Rosemary produces small, stiff leaves on woody stalks, while basil produces succulent, tender leaves on soft stems. Pull the needlelike leaves off rosemary plants to use with roasted meat dishes or in potatoes. Rosemary has an arresting, savory flavor and a little goes a long way. In fact, rosemary is toxic in large quantities, according to "The Herb Identifier." Pinch off basil leaves, wash and use them whole or cut them with a sharp knife. Basil has a fresh, mild taste. Use it liberally to add color and flavor to pesto and bruschetta.
Start basil seeds indoors four to six weeks before the last frost or sow seeds directly in the ground in early summer. Buy slow-growing rosemary plants from nurseries rather than starting them from seed. Plant both herbs outdoors only after daytime temperatures are above 70 degrees Fahrenheit. Water basil and rosemary to keep the soil evenly moist. Pinch back basil if it starts to get leggy or produce flowers.
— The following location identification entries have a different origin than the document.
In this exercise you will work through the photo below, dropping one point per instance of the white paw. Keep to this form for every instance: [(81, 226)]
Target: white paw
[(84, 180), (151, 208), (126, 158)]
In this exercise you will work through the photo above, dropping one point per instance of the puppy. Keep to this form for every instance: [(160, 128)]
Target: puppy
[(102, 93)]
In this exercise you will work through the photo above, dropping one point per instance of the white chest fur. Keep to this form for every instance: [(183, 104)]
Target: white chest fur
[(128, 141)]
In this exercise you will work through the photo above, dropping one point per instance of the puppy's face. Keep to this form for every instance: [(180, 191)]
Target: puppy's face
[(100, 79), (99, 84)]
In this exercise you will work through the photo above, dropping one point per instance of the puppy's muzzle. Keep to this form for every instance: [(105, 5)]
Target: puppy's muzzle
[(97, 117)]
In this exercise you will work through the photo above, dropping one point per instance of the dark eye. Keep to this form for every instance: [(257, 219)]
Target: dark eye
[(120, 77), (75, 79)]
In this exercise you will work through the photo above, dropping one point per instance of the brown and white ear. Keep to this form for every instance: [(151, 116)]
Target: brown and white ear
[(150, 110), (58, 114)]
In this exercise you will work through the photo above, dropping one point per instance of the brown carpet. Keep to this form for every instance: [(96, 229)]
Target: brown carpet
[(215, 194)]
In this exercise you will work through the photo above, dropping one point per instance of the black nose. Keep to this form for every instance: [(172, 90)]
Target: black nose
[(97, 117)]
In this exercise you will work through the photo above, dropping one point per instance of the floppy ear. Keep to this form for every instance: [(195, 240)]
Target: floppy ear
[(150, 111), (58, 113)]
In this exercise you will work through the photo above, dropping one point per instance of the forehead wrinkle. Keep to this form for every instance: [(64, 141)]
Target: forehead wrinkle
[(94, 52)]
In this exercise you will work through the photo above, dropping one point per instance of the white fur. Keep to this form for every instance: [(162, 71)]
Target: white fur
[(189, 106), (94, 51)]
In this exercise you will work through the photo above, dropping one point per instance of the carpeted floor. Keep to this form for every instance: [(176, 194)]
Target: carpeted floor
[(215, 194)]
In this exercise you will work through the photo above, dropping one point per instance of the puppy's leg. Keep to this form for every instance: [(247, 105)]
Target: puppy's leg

Harvest basil and rosemary before the first frost or bring the plants indoors for the winter.
Storage and Use
Cut rosemary and wrap small bundles with a rubber band. Place the rosemary in a brown paper bag and store it in a cool, dry location for two weeks. Once dry, rub the leaves off the stems and store in a dry container. Use dried rosemary sparingly as the flavors become more concentrated. Basil can be dried using the same method, although it loses its fresh, appealing taste during the drying process. Make and freeze pesto to use extra basil or freeze the basil leaves alone. Frozen basil leaves retain their flavor, although the leaves darken.